Why Are Professional Sports Leagues Slow with New Tech Inside Their Stadiums?

This morning coming across the Mashable post Yankee Stadium Bans iPads, it reminded me of a similar tech experience with the NHL a number of years ago. I was at hockey game five or six years ago when digital cameras where pretty common but still somewhat pricey. Taking some photos for my own purposes I was asked by security to stop shooting. I was given a lame excuse about being able to capture motion because of the visible screen on the back. It didn’t make sense then nor does it now. Essentially they wanted to keep me away from creating my own images. Today digital cameras are as common as mobile phones. The rule is probably still there that photos shouldn’t be taken but it’s unpractical to enforce.

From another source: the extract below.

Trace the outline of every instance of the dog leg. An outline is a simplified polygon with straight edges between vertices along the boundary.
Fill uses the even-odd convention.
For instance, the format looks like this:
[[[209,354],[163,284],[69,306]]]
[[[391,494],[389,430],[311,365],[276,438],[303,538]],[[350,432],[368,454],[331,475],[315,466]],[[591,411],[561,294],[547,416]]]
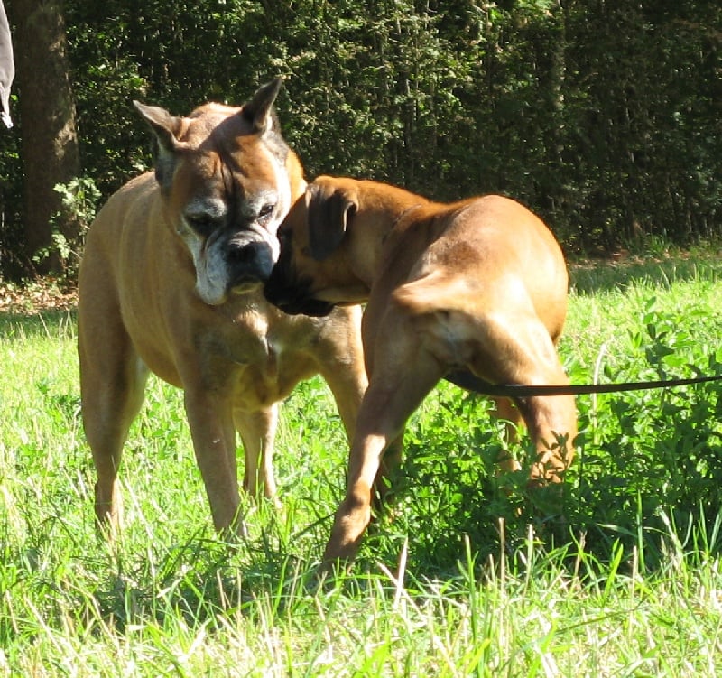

It’s also part of the fan experience of being engaged to take photos of their fav. moments.

The latest tech issue today is the Yankees not allowing iPads at games. I’m pretty sure they’re not the only team enforcing the rule but they’re the team getting the attention for it. It baffles me why any team, league or stadium would want to enforce such rules. It comes down to sports organizations not having a process in place to create better fan experiences with technology that are being lead by the actual fans. Why not see what people are wanting to do at the stadium with this stuff, learn about what isn’t working and create payable features that make the experience better? As it stands people are treated like criminals for trying to sneak stuff into a game to make the experience better. It’s so counterproductive.

The iPad at a game should be encouraged. I can think of a ton of live data features that would make watching baseball more interesting. Instead of being open to those kind of ideas sport organizations are content with staying static. If they’re truly interested in bringing more people to the stadium they need to let go of what they think is the experience and let the fans create it.